2007-02-01 19:22:42

by Thomas Glanzmann

[permalink] [raw]
Subject: sky2 hangs

Hello,
I have a sky2 network card in my intel mac mini. It stops working when I
do havy network load like watching a divx over http/sshfs. However if I
remove the driver module and load it again it works and even the tcp
connection doesn't get shutdown. I automated the above procedure using
a userland watchdog which basically does the same thing and is written
entirely by me, because the traditional watchdog wasn't that reliable
and did a lot of false positives:

* Look every ten seconds if my default router is pingable (3
pings, one has to get back).
If it isn't the case I call network_fix script (it calls the
script only once after a ping gets lost. To run the script again at least one
ping has to arrive again)

(mini) [~] cat /usr/local/sbin/fix_network
#!/bin/bash

export PATH=/bin:/usr/bin:/usr/sbin:/sbin

rmmod sky2
modprobe sky2
ifdown eth0
ifup eth0

If after that no ping is received from the default
router for another 90 seconds I tell init to reboot and
stop feeding the kernel software watchdog.

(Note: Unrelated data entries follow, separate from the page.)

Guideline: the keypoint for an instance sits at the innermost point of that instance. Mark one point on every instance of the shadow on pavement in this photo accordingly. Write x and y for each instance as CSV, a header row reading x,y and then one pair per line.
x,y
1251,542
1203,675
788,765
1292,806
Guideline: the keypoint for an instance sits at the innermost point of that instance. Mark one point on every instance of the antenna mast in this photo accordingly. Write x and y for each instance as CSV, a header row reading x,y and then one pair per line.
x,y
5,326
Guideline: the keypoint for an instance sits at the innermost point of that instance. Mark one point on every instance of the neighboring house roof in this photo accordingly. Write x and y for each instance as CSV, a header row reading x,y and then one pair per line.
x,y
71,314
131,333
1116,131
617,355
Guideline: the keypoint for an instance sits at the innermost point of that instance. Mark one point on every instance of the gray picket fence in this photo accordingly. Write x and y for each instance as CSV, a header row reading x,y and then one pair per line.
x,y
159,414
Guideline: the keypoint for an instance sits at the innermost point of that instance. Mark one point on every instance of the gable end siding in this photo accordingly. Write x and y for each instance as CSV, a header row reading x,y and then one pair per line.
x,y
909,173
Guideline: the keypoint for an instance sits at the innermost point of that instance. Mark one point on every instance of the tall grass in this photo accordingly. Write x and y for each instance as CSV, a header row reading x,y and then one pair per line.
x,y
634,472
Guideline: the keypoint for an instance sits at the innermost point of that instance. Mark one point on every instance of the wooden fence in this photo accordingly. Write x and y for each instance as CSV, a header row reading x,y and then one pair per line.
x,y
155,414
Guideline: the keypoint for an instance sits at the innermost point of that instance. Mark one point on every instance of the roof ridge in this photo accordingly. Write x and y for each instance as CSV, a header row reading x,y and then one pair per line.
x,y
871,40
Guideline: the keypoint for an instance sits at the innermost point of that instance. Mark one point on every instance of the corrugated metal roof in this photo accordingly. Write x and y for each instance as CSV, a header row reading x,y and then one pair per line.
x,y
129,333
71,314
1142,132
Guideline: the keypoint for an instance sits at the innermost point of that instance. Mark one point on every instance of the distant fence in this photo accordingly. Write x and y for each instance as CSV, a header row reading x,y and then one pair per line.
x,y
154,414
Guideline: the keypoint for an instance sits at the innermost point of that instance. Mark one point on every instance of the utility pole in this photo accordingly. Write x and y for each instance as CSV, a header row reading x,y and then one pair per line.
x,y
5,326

* My watchdog also checks if sshd process is running. If it is
down for more than 100 seconds it reboots the machine, too.

Jan 27 22:35:35 mini watchdog-tg[4146]: No PONG received from 192.168.0.3 (failure 1 of 10)
Jan 27 22:35:35 mini watchdog-tg[4146]: Running fix_network script.
Jan 27 22:38:46 mini watchdog-tg[4146]: No PONG received from 192.168.0.3 (failure 1 of 10)
Jan 27 22:38:46 mini watchdog-tg[4146]: Running fix_network script.
Jan 27 22:44:17 mini watchdog-tg[4146]: No PONG received from 192.168.0.3 (failure 1 of 10)
Jan 27 22:44:17 mini watchdog-tg[4146]: Running fix_network script.
Jan 29 12:00:13 mini watchdog-tg[4146]: No PONG received from 192.168.0.3 (failure 1 of 10)
Jan 29 12:00:13 mini watchdog-tg[4146]: Running fix_network script.
Jan 29 19:18:59 mini watchdog-tg[4146]: No PONG received from 192.168.0.3 (failure 1 of 10)
Jan 29 19:18:59 mini watchdog-tg[4146]: Running fix_network script.
Jan 31 15:56:29 mini watchdog-tg[4146]: No PONG received from 192.168.0.3 (failure 1 of 10)
Jan 31 15:56:29 mini watchdog-tg[4146]: Running fix_network script.
Feb 1 08:56:57 mini watchdog-tg[4146]: No PONG received from 192.168.0.3 (failure 1 of 10)
Feb 1 08:56:57 mini watchdog-tg[4146]: Running fix_network script.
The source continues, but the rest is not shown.